Agreed with Remco, try to find a local beekeeper for help. Honeybees help pollinate crops and have been suffering “colony collapse disorder,” so you’ll be doing your town a favor if you cam save them from being gassed.

Thanks to all - especially jtsanders - for your suggestions. These are large yellow wasps not honeybees, so I regret that they will have to go. I’m working up my courage to “dress for success” and do the search. Great ideas for where to look. Maybe NPR won’t get this geo after all.

I have a number of cars around my place and usually find that the most likely spot for a wasp nest is the front door area; usually around the hinge locations and at the rear of the front fenders in that same area.

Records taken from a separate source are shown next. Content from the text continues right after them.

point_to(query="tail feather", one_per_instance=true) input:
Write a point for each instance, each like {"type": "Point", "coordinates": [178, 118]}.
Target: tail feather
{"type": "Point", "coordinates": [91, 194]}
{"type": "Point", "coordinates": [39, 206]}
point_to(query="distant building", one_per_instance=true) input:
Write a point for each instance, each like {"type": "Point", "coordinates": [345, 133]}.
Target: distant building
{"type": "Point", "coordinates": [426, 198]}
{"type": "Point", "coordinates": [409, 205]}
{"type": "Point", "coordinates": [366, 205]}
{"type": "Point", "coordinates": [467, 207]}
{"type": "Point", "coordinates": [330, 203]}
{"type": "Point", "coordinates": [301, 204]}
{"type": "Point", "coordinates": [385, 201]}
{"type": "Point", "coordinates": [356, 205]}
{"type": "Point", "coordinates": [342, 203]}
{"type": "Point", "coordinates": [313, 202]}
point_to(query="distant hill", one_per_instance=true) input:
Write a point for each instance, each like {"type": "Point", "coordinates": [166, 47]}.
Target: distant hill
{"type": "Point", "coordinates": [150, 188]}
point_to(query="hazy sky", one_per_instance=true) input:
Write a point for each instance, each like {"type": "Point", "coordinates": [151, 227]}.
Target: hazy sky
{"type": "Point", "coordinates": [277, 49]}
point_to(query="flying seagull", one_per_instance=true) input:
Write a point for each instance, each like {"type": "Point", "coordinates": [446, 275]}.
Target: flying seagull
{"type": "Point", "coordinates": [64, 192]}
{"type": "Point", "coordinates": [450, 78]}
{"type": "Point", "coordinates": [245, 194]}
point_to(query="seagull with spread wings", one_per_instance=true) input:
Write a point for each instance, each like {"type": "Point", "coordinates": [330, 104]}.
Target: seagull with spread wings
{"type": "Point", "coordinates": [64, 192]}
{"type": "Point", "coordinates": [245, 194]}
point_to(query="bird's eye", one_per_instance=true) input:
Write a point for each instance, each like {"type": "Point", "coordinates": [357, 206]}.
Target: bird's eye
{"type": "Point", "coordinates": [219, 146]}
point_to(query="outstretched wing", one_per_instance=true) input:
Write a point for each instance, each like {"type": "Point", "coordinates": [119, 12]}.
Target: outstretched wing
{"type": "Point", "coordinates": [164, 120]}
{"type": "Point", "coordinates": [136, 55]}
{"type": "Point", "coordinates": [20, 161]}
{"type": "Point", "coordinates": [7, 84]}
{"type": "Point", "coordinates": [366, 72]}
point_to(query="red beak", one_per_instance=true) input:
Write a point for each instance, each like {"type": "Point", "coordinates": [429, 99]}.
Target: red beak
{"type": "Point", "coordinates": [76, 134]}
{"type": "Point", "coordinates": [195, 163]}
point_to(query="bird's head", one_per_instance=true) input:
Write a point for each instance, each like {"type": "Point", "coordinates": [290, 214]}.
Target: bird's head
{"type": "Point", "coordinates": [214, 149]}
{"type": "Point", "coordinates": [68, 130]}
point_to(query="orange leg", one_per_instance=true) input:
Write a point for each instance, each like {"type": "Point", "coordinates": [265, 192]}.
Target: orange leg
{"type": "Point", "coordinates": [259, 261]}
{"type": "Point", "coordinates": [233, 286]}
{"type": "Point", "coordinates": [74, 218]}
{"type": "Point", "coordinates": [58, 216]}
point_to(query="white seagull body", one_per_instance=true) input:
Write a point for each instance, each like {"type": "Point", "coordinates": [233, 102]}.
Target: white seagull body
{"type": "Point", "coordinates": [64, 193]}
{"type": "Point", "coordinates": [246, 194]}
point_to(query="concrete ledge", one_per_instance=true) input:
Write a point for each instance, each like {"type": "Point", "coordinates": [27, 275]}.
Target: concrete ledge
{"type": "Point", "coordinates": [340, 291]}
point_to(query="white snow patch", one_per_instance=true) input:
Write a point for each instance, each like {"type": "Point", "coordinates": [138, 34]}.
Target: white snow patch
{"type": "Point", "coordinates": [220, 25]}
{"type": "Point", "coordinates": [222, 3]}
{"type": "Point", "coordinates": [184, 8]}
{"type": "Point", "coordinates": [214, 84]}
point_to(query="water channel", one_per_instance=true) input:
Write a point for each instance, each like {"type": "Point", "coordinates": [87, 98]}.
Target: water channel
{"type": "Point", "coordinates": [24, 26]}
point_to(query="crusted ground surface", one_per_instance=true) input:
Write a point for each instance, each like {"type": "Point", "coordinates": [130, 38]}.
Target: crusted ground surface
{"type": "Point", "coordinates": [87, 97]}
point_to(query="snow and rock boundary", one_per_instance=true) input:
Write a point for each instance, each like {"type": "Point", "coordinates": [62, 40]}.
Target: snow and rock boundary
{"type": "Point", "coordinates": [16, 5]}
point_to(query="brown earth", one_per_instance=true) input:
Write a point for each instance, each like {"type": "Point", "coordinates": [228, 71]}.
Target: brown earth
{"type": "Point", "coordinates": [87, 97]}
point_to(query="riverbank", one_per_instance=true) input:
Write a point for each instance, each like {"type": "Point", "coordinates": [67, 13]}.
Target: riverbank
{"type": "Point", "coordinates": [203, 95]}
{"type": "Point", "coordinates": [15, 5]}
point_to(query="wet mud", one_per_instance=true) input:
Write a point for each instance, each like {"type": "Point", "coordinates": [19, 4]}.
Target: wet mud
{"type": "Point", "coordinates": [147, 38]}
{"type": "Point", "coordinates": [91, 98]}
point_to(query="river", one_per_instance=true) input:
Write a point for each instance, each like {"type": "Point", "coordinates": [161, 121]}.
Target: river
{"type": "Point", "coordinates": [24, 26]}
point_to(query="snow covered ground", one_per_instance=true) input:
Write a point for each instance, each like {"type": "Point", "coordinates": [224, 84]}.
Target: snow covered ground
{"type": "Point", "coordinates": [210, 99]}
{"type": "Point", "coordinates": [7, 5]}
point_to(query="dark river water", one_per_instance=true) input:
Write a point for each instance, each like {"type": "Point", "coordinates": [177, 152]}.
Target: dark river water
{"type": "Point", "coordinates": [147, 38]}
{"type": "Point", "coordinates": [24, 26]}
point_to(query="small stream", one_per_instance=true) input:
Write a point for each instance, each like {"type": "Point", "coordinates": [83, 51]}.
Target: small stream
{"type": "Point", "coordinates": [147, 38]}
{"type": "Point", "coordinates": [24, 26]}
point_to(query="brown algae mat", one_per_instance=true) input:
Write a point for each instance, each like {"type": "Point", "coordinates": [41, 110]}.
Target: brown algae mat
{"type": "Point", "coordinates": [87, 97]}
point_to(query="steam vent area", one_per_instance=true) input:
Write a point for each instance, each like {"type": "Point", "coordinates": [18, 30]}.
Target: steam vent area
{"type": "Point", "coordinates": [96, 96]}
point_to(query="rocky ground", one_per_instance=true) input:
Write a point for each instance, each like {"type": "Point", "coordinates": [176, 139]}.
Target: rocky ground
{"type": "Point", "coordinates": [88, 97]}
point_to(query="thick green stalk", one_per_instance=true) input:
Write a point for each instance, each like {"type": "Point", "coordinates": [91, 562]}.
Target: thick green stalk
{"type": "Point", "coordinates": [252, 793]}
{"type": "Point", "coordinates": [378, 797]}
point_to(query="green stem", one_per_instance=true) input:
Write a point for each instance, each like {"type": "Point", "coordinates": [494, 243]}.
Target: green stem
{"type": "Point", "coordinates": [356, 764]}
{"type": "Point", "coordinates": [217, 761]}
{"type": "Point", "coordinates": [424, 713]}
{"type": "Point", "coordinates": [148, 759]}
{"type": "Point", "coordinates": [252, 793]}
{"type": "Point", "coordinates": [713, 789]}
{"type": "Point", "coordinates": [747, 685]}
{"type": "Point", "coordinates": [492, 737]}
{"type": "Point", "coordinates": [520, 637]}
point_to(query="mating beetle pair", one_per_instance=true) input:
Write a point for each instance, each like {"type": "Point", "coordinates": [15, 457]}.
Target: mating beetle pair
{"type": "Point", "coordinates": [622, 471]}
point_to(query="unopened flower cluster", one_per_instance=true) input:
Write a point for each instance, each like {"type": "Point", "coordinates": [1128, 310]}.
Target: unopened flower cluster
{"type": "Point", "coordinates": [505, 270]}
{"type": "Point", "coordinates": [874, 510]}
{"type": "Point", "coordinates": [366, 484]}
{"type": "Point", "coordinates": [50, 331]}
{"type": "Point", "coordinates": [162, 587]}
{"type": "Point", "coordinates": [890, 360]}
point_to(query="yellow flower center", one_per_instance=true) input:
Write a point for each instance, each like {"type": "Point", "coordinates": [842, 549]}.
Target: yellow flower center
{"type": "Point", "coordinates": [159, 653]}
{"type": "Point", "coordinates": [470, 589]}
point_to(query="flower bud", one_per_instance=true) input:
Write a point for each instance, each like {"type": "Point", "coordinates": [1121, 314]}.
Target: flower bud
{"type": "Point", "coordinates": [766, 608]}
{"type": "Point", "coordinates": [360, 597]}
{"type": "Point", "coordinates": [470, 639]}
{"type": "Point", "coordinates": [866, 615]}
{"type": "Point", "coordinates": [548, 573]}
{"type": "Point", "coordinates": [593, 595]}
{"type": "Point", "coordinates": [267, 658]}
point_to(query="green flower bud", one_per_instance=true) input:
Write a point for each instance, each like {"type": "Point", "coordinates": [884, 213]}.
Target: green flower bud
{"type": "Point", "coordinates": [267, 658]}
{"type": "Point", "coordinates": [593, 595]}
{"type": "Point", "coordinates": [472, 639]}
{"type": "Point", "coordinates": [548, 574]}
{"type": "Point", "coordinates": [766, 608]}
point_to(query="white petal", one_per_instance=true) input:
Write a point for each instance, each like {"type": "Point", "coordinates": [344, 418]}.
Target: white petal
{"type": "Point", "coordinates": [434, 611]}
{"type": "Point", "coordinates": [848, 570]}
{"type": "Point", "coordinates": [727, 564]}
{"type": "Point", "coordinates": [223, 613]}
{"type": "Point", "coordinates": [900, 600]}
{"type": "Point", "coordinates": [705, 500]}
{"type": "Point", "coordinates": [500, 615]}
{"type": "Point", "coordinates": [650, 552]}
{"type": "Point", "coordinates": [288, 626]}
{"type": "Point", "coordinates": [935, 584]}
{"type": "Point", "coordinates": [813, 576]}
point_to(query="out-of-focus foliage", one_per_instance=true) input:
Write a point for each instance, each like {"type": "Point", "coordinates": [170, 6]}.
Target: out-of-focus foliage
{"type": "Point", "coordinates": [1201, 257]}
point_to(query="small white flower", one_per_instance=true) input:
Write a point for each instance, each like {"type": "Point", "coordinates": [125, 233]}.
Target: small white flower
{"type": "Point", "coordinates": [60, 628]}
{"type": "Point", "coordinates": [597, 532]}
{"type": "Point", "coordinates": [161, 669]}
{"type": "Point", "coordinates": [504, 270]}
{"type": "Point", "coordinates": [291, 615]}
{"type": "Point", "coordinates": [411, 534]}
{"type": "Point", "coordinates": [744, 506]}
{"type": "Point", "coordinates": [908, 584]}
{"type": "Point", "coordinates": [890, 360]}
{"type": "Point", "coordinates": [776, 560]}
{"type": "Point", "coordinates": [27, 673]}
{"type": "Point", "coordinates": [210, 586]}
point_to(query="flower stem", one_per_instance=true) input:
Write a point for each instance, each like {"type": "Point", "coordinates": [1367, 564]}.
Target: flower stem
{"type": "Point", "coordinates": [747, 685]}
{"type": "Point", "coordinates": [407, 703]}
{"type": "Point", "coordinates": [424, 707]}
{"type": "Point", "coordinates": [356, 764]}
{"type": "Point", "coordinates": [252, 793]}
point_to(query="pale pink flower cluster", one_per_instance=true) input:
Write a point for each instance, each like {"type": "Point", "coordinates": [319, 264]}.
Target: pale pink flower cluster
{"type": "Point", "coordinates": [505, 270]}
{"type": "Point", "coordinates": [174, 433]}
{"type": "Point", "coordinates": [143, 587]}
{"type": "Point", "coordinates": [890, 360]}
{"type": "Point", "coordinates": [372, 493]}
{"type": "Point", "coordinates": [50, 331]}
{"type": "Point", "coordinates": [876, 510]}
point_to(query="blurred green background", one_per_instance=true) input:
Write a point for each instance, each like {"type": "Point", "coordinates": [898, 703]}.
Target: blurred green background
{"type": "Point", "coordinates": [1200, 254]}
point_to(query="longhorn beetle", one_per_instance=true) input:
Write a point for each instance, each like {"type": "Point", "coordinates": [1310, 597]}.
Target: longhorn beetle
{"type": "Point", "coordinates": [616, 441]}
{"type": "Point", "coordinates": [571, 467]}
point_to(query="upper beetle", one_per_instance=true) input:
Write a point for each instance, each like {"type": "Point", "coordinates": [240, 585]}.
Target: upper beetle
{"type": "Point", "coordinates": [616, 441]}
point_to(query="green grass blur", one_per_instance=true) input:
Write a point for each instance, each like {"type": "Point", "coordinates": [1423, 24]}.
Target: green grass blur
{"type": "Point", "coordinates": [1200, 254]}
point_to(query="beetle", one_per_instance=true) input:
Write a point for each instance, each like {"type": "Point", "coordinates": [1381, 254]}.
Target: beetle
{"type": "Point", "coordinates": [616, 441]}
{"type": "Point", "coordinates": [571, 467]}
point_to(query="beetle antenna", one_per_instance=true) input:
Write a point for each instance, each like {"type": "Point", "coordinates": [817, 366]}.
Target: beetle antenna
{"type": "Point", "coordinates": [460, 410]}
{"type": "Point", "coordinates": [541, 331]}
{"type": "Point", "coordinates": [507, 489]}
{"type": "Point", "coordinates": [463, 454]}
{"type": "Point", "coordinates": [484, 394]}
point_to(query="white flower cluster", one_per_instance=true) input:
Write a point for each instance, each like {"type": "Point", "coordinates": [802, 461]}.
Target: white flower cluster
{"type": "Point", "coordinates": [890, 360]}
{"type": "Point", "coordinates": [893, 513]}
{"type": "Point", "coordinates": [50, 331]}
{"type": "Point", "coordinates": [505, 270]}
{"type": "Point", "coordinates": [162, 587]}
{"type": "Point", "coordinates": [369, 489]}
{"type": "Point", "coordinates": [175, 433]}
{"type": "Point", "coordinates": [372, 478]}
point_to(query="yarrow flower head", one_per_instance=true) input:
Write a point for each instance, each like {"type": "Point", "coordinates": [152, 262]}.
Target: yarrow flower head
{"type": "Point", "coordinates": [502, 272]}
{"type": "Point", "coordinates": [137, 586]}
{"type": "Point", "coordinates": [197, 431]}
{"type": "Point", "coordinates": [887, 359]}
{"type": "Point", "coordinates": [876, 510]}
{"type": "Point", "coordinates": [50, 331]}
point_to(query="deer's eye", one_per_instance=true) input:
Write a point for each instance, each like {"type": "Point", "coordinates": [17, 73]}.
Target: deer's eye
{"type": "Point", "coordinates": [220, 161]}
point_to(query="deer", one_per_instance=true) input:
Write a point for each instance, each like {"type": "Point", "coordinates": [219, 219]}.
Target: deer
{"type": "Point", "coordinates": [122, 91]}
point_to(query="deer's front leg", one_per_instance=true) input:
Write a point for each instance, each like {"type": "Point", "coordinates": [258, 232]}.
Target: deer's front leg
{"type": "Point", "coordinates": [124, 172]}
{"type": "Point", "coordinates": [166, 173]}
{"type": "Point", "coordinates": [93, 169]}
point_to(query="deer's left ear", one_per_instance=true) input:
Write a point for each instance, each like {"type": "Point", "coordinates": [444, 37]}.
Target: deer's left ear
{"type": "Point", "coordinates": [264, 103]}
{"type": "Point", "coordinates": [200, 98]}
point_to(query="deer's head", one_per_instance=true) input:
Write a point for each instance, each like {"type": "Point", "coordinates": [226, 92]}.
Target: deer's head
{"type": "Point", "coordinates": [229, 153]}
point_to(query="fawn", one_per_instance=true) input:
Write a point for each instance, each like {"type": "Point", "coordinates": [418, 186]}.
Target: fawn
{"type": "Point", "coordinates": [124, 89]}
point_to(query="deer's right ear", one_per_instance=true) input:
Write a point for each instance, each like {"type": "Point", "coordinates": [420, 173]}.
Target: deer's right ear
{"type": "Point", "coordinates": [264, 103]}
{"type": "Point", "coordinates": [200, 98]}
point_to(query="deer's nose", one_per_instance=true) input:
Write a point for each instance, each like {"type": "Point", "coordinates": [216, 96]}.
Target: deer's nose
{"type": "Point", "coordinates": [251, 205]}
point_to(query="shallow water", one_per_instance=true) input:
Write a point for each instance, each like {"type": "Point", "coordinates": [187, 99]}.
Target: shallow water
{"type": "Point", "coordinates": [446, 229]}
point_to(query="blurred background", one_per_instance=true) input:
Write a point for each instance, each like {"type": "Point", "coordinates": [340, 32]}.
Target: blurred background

Speaking from experience as I’ve probably been tagged a dozen times over the years from Yellowjackets and Red Wasps.

If you can locate where the wasps are entering and exiting their nest, then sprinkle “Sevin Dust” around the area. The wasps will land on it as they begin their crawl to their nest, get some of the powder on their legs, bring it inside and lick it off, killing all wasps in the nest.

The powdered “Sevin Dust” is available at garden supply stores and most hardware stores.

If you need to sprinkle it anywhere on the inside of the car, you’ll need to worry about how to get rid of the powder after the wasps are dead. It’s a pesticide that you don’t want to be breathing. For “indoor” places where I’ve had to kill wasps/bees, I’ve taped some cardboard near the location where the bees enter and exit, and then sprinkled the Sevin on that cardboard. That makes cleanup much easier.